Episode 13

El Cortez:

I leave the company somewhat aimlessly, what the hell happened to me to the point of feeling so attracted to that she-devil, and wanting to kiss her?

Hey, I don't kiss women, who knows where they put their mouths, well maybe that's what made me so tempted by this she-devil dressed as an angel.

I have to go to a club today, no excuses.

So, I will do other things until it's nighttime, then I will go to a club, a Dom and sub club.

I call Melissa, my favorite, and I do everything I like to do as a good Dom, she enjoys it like crazy, but me, I don't feel anything, my friend doesn't give any sign of life, that traitor only rises at the wrong time.

And to help, that diabolically angelic figure surrounds my mind, I still feel the touch of her panting breath on my face, her beautiful apprehensive eyes staring at me, then my Cretan friend starts to come to life, however, when I turn my attention back to the woman in front of me, nothing happens, I must be going crazy, this type of girl has never been my preference for a woman, I never even considered going out with a woman like her, so saintly, who has nothing of a saint, after all, saints, if they exist, shouldn't disturb people.

So, I untie Melissa and leave, this can only be a lot of stress, or maybe my punishment, thinking about such a tidy girl who is still beautiful.
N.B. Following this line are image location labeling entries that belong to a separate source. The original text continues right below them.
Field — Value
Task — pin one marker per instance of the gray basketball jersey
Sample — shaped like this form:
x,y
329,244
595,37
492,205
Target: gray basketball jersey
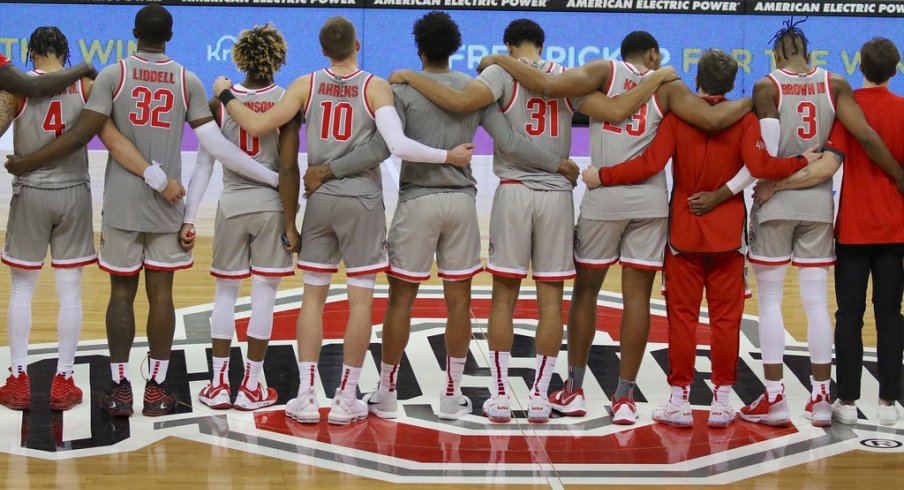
x,y
338,118
241,195
149,97
37,123
806,113
613,143
546,121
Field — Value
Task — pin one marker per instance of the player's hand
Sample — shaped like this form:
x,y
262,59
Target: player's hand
x,y
812,154
292,241
763,191
221,84
460,156
174,192
16,165
187,236
591,177
486,61
400,76
570,170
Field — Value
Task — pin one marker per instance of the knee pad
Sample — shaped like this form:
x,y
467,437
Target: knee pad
x,y
366,282
312,278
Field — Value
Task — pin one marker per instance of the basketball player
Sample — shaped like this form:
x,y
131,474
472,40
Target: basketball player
x,y
249,223
50,206
148,96
703,250
797,105
622,223
533,213
437,214
344,218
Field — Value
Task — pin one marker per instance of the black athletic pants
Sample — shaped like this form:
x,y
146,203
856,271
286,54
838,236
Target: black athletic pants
x,y
855,264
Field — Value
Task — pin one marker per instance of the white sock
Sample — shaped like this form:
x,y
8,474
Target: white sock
x,y
499,372
680,395
813,296
119,371
220,371
252,374
158,369
222,318
307,374
388,373
545,367
349,383
455,369
69,322
22,288
774,389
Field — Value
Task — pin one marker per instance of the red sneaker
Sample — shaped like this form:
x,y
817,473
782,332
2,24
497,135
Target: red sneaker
x,y
16,393
63,393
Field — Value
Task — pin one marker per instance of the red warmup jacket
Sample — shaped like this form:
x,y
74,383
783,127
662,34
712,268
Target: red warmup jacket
x,y
870,209
704,162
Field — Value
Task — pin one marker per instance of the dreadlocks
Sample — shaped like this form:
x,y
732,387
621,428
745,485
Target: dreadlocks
x,y
792,33
260,52
47,41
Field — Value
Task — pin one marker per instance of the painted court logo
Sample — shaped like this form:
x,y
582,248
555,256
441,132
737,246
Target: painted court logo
x,y
420,448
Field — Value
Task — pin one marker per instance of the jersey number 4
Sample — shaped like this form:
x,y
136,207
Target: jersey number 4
x,y
542,112
162,102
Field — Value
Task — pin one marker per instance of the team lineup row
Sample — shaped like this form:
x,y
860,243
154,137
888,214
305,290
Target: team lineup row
x,y
641,117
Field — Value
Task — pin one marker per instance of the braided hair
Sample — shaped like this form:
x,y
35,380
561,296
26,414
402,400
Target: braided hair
x,y
46,41
791,32
260,52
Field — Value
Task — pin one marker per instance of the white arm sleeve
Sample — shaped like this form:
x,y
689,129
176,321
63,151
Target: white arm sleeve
x,y
390,127
739,182
200,178
232,157
771,132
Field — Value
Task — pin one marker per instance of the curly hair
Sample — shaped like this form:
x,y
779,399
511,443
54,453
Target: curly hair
x,y
260,52
437,36
46,41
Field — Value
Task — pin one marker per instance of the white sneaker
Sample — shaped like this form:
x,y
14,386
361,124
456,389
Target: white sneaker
x,y
383,404
453,407
498,409
345,411
846,414
538,410
674,415
888,414
304,408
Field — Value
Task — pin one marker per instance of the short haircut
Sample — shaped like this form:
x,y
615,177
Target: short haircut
x,y
716,72
436,36
524,30
638,42
48,40
154,23
879,59
260,52
337,38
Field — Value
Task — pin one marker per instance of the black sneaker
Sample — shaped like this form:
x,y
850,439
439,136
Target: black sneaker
x,y
117,402
157,401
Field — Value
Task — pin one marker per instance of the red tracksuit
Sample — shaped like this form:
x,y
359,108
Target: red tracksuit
x,y
704,251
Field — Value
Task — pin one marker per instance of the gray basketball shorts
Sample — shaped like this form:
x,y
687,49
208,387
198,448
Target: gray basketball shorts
x,y
801,243
250,244
60,218
125,252
638,243
342,228
531,227
442,224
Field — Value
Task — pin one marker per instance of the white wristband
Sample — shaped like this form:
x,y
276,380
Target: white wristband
x,y
155,177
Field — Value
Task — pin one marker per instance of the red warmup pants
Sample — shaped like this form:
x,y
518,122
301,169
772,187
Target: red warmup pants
x,y
686,276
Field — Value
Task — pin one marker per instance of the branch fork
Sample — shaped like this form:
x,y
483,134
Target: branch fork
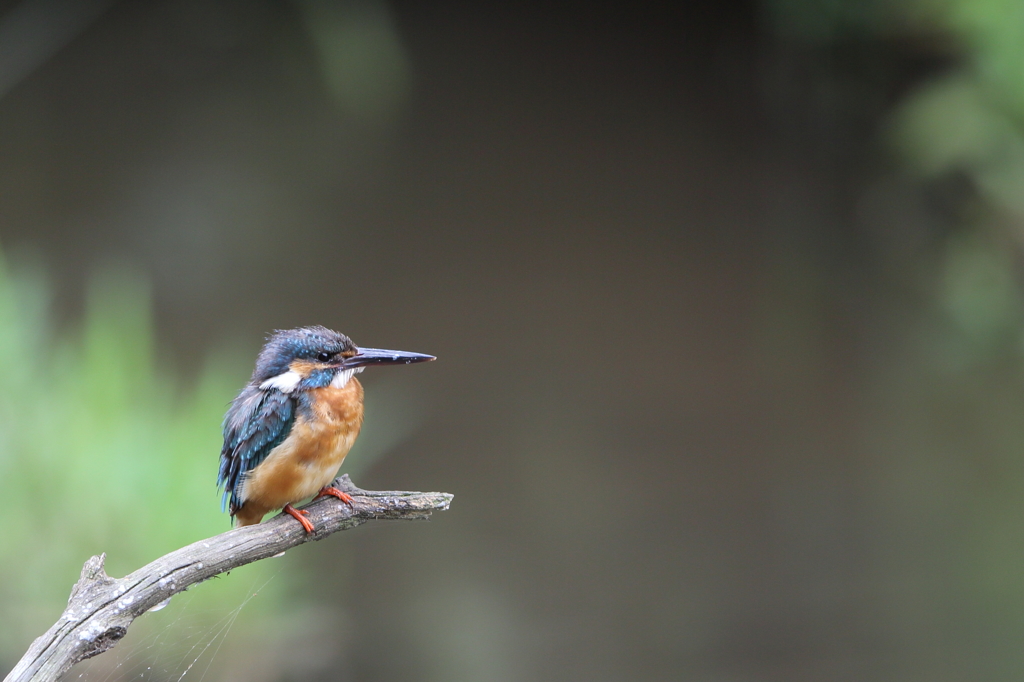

I get home, take a good cold shower, and then sit in my armchair in my bedroom, under the nightstand there is a bottle of my expensive whiskey, so, somewhat irritated, I take a good swig.

Then my sweet Larissa comes to mind, and I end up getting even angrier at this Ayla, how dare this bitch make me forget my beloved Larissa.

Larissa was and always will be the only woman to have access to my heart, I will never find another woman like her.

Why did she have to die that tragic way, why did that bastard have to shoot her, death was too good for him.

Consumed by hatred and without realizing it, tears stream down my face, and I end up drinking the entire bottle of whiskey, and then a few more until I'm completely drunk and surrender to the effect of the alcohol and end up falling asleep right there in that armchair.

I wake up completely lost in time, my head pounding, I'm not in the habit of drinking so much, after all, I can never be an easy target, so I take a very cold shower and take some painkillers, and right afterwards I go out for another day as the Mafia Dom, in the dark and somber nights just like me.

Determined to put an end to all this clowning around, feelings are bullshit, I don't even want to know about this girl in my path.